The first example I want to find is an integral $k$-algebra $R$ such that $k$ is a perfect field and $R$ is not a geometrically integral.
Secondly, when $k$ is an imperfect field, I want to find an integral $k$-algebra $R$ such that for a field extension $k'\supset k$, the tensor product $k'\otimes_{k}R$ has nonzero nilpotent element.
How can I find such examples?
Thanks in advance.
For the first example, consider $\mathbb C$ as an $\mathbb R$-algebra. This is clearly integral, but $\mathbb C\otimes_{\mathbb R}\mathbb C\cong \mathbb C\times \mathbb C$ is not integral.
Regarding the second example, consider the field of rational functions $\mathbb F_p(t)$ for a prime number $p$ and the $\mathbb F_p(t)$-algebra $\mathbb F_p(t)[X]/(X^p-t)$. As the polynomial $X^p-t$ is irreducible, this is a field, hence a domain. However, tensoring with the algebraic closure of $\mathbb F_p(t)$ yields $\overline{\mathbb F_p(t)}[X]/(X^p-t)\cong \overline{\mathbb F_p(t)}[X]/(X-\xi)^p$ where $\xi$ is the (unique) $p$th root of $t$. Here the residue class of $X-\xi$ is a nonzero nilpotent element.

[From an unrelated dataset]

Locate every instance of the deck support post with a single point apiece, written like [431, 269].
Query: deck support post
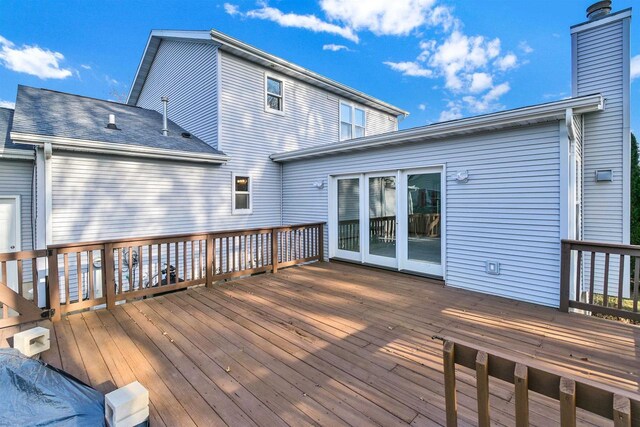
[109, 276]
[52, 283]
[451, 404]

Edit: The equality $\overline{\mathbb F_p(t)}[X]/(X^p-t)\cong \overline{\mathbb F_p(t)}[X]/(X-\xi)^p$ holds since $(X^p-t)=(X-\xi)^p$ in $\overline{\mathbb F_p(t)}[X]$ holds. To see this, note that in any commutative ring of characteristic $p$, the "freshman's dream" $(a+b)^p=a^p+b^p$ holds for any elements $a,b$ in the ring. As $\overline{\mathbb F_p(t)}[X]$ is of characteristic $p$, we find $(X-\xi)^p=X^p-\xi^p=X^p-t$ by definition of $\xi$. Hence $X^p-t$ is completely inseparable, i.e. has a single root of multiplicity $p$.